The diagnosis of giant cell arteritis (GCA) is confirmed by finding characteristic histological changes in the disease in an arterial segment, such as the superficial temporal artery. The length of the arterial specimen is crucial because of the presence of "skip lesions"¹ (areas of no inflammation) in GCA. Recently, there has been discussion concerning the required length of an arterial specimen to securely confirm or exclude the diagnosis of GCA.^2-3 It is generally accepted that 20 mm is an adequate specimen length for a unilateral biopsy. In a "Letter to the Editor" in the Journal of the American Medical Association, the issue has been raised as to whether this is a prefixation or postfixation measurement guideline and whether formalin fixation reduces the effective length of a temporal artery biopsy specimen.⁴ This is a potentially important question since the accuracy of the histological diagnosis of GCA is believed to be strongly correlated to the length of the fixed artery specimen that is available for pathological assessment. We report the first available data that directly address this question.

Report of a Case
All patients undergoing temporal artery biopsy at Wills Eye Hospital (Philadelphia, Pa) between January 15 and July 1, 1999, were prospectively enrolled.

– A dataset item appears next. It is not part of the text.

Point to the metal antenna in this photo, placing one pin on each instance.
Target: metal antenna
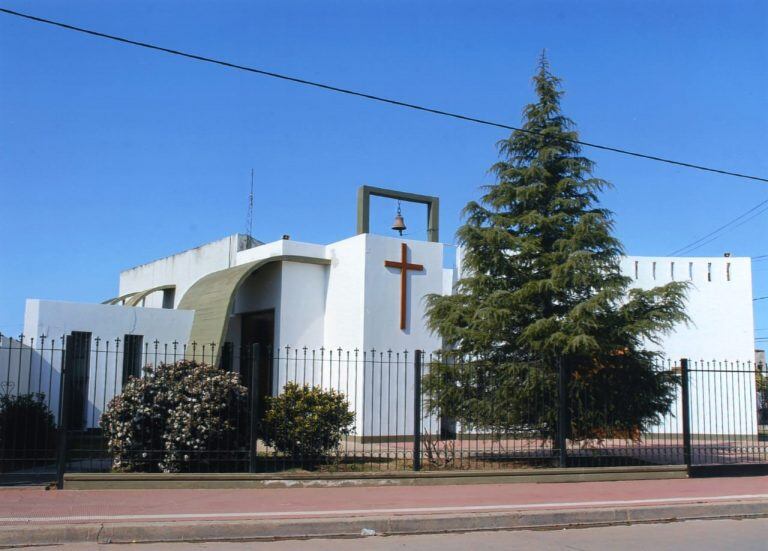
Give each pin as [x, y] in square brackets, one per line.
[249, 219]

Immediately upon excision of the temporal artery segment and prior to the placement of the specimen in 10% neutral buffered formalin fixative, the length of the specimen was measured in the operating room by the surgeon. It was later remeasured after fixation before sectioning by the pathologist, who was masked as to the initial measurement. Both sets of measurements were done using the same standardized millimeter rulers with measurements being made to the nearest tenth of a millimeter.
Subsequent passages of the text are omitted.